Dr Daniel Trocmé-Latter

Dr Daniel Trocmé-Latter is College Lecturer and Director of Studies in Music at Magdalene, and a Fellow of Homerton College.

Daniel is College Associate Professor of Music, Director of Music, Director of Studies in Music, and a Fellow at Homerton College, as well as a College Lecturer in Music at Magdalene College. He studied at Selwyn and Magdalene Colleges in Cambridge and at the University of Southampton. His research interests include the role of music in liturgy and ceremony, especially in the sixteenth and seventeenth centuries. His doctoral thesis (and subsequent monograph, published as part of the St Andrews Studies in Reformation History series) investigated the attitudes and approaches to music of the Protestant reformers in sixteenth-century Strasbourg. This involved scrutinising treatises, hymnbook prefaces, and unpublished archival material in order to improve our understanding of why music was deemed crucial by the first Protestant reformers.

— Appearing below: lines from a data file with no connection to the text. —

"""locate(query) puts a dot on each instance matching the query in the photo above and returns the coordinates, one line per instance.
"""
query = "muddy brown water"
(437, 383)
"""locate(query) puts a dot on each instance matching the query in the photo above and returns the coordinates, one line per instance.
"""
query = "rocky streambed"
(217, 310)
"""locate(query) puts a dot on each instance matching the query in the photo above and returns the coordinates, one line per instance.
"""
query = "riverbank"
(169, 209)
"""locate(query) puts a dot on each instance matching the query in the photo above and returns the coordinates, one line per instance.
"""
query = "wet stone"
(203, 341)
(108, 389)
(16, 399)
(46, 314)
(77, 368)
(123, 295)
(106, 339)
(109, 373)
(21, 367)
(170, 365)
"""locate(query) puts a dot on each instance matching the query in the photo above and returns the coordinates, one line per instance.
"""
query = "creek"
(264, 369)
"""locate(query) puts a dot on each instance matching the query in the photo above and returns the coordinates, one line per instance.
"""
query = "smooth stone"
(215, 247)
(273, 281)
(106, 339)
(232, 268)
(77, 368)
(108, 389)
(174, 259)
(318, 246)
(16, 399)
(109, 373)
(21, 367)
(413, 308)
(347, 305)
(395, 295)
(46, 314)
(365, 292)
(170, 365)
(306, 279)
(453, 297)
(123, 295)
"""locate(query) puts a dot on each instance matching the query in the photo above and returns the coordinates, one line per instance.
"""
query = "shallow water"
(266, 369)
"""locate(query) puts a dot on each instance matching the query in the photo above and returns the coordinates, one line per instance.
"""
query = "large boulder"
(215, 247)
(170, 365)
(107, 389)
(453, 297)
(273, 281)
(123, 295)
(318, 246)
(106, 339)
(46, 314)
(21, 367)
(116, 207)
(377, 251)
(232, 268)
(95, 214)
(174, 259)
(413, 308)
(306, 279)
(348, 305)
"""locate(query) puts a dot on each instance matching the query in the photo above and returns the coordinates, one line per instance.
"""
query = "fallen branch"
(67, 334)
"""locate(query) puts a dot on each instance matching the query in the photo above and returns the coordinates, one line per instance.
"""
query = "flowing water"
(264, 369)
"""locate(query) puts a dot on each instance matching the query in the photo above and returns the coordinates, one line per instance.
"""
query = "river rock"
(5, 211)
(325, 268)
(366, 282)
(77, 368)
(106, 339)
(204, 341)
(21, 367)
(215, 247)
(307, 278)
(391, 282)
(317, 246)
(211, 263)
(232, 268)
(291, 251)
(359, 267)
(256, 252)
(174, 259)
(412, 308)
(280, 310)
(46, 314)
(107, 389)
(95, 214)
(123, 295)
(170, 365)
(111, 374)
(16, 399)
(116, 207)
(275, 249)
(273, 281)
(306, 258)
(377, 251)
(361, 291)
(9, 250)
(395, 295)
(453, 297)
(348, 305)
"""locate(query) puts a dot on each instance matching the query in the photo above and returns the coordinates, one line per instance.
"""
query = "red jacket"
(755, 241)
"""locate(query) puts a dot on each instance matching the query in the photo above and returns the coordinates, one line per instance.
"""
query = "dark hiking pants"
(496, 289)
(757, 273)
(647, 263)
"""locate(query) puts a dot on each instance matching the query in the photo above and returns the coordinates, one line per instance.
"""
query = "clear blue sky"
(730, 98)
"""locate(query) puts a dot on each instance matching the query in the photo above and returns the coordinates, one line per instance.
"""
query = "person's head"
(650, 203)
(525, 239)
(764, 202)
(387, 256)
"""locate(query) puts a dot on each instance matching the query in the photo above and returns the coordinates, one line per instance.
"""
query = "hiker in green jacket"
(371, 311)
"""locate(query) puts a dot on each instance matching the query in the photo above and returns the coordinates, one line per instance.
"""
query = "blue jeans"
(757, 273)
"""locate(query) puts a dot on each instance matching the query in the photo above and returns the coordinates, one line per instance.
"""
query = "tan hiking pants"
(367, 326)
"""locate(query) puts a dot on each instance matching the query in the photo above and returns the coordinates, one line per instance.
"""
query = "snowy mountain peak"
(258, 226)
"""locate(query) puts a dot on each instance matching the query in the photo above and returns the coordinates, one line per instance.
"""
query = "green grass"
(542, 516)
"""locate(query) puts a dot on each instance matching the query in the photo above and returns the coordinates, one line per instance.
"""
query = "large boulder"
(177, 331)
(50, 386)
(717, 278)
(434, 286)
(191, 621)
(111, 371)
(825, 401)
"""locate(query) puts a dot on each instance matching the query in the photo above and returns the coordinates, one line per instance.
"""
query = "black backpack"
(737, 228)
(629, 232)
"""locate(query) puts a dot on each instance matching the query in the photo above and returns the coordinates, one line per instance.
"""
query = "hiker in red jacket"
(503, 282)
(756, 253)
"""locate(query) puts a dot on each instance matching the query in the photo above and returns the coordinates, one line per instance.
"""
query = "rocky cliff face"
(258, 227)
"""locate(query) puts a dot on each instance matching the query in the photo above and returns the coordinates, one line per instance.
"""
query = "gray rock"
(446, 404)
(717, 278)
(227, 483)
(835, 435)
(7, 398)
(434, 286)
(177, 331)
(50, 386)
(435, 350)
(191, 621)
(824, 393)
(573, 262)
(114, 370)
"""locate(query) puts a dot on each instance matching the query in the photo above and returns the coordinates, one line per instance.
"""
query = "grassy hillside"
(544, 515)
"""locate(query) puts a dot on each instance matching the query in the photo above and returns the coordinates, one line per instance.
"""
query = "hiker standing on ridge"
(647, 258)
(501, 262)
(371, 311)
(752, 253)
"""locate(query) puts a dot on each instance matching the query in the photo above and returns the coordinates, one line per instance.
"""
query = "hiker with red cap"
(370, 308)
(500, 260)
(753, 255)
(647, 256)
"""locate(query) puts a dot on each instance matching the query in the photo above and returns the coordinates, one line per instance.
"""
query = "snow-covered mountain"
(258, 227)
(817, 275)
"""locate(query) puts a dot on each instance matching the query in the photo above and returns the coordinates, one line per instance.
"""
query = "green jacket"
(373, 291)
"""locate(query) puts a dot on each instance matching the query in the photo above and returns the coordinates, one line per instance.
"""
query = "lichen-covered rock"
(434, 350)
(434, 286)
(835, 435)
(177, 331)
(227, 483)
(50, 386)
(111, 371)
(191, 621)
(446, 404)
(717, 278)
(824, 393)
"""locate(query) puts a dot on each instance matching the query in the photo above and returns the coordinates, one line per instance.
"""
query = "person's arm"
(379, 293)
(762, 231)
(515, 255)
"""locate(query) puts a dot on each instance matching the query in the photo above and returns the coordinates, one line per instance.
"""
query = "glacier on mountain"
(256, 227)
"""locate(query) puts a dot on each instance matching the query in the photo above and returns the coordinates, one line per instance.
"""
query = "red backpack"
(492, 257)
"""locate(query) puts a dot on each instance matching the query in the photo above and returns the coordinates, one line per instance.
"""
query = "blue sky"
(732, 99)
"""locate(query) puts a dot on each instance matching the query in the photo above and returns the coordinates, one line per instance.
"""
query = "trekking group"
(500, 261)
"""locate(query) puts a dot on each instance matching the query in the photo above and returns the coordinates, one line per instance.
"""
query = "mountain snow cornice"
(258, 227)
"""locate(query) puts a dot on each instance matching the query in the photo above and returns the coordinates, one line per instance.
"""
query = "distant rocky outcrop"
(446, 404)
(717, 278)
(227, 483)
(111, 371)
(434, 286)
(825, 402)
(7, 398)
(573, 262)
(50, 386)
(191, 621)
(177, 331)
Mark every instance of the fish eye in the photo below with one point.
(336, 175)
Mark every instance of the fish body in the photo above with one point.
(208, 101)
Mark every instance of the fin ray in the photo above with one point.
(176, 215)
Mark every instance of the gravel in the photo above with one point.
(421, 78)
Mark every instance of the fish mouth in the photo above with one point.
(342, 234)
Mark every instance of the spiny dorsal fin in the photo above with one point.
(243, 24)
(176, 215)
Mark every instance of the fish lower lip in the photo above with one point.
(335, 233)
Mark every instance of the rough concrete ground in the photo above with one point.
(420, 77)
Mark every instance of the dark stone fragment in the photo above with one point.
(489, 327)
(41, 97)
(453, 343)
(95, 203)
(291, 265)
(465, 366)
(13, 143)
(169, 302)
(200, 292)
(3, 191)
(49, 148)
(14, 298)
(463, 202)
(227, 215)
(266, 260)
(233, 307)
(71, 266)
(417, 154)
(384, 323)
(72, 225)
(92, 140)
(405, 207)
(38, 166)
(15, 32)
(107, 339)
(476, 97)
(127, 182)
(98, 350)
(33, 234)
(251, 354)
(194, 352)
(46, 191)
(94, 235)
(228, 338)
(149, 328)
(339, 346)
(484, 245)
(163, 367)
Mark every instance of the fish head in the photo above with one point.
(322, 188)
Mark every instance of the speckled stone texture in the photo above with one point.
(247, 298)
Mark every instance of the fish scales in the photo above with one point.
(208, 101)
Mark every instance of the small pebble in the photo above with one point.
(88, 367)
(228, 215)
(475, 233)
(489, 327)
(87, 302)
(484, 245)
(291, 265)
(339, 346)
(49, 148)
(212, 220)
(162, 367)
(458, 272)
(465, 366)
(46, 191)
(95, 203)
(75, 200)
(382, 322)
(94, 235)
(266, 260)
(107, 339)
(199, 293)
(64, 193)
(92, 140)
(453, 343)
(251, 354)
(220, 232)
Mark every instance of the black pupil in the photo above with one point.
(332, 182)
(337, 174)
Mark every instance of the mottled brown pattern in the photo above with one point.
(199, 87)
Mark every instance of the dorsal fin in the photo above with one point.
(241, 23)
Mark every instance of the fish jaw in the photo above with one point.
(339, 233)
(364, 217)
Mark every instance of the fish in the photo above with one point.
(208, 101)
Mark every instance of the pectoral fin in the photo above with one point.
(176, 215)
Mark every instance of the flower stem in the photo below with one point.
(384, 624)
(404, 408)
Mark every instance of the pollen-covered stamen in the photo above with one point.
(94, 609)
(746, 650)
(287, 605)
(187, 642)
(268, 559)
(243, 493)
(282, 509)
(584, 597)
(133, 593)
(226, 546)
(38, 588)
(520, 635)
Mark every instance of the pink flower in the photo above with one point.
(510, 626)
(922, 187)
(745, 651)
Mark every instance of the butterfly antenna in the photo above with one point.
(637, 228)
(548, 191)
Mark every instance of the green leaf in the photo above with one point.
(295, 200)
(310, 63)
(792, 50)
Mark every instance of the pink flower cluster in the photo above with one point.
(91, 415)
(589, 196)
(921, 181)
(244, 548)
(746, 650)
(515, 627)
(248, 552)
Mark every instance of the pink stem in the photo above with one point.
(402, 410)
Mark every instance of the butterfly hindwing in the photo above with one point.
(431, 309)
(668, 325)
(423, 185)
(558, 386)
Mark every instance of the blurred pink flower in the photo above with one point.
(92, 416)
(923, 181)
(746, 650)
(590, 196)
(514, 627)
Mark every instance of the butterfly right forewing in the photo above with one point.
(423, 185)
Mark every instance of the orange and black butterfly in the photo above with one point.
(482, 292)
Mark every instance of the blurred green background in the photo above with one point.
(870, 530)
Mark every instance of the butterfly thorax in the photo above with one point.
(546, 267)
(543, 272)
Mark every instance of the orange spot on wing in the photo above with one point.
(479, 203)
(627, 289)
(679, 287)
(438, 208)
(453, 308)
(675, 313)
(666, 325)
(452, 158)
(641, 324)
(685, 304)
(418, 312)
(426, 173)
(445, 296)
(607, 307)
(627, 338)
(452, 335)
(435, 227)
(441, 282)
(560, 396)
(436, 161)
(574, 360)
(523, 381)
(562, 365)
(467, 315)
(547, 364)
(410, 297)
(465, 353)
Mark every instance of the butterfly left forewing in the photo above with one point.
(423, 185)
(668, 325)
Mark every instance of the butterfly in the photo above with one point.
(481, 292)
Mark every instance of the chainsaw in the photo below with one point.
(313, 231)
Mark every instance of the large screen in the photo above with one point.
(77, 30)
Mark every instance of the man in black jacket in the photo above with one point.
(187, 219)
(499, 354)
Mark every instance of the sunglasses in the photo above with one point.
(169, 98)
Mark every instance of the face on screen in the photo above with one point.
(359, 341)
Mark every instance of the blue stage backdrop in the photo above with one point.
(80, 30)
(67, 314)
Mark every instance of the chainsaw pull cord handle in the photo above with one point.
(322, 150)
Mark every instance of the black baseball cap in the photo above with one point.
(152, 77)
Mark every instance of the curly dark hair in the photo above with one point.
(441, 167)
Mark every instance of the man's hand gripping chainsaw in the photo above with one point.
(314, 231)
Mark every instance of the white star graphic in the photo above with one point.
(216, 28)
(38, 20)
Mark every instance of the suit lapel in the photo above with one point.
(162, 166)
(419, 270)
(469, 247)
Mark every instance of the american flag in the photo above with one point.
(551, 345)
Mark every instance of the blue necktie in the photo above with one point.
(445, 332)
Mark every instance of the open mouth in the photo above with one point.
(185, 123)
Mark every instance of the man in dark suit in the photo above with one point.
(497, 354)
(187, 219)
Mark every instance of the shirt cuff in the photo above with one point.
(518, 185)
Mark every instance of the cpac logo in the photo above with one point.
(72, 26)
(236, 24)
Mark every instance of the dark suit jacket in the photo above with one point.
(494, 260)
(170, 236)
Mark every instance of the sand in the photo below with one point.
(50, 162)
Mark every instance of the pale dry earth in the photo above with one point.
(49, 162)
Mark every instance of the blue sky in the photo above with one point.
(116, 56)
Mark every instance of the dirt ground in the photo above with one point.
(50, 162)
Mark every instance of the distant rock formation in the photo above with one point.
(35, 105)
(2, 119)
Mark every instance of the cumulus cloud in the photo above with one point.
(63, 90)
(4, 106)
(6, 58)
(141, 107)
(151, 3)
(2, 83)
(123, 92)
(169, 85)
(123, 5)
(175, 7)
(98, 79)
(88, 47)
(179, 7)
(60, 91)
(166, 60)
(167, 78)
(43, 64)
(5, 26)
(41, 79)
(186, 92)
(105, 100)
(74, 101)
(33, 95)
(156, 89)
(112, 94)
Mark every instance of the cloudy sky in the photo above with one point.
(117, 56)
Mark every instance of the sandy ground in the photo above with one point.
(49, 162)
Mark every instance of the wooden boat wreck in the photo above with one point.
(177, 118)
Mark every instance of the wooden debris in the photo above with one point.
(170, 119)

His new monograph appeared with the Boydell Press in May 2023. It tells the story of 28 Latin motets assembled by the Flemish/Milanese composer Hermann Matthias Werrecore and sent to the publisher Peter Schöffer in Strasbourg in the mid-16th-century. The music not only crossed the Alps, but it was cross-confessional, travelling from a staunchly Catholic city to a newly Protestant one. Daniel has also undertaken research on the Genevan and Scottish Psalters of the Reformation, the influence of late fifteenth-century English preachers on the German Reformation’s stance towards music, and a study of recordings of the music of the Reformation.

Daniel’s interest in film music has manifested itself in recent years with explorations of music’s signifying functions and the use of pre-existing music (especially early music) on screen. His article on the 'Dies irae' motif in the score to The Lion King was published in 2022, and he has also authored a chapter on the use of chant in Stanley Kubrick's last film, Eyes Wide Shut. From 2016 to 2021 he was also the Recording and Digital Media Reviews Editor for the Oxford journal Early Music.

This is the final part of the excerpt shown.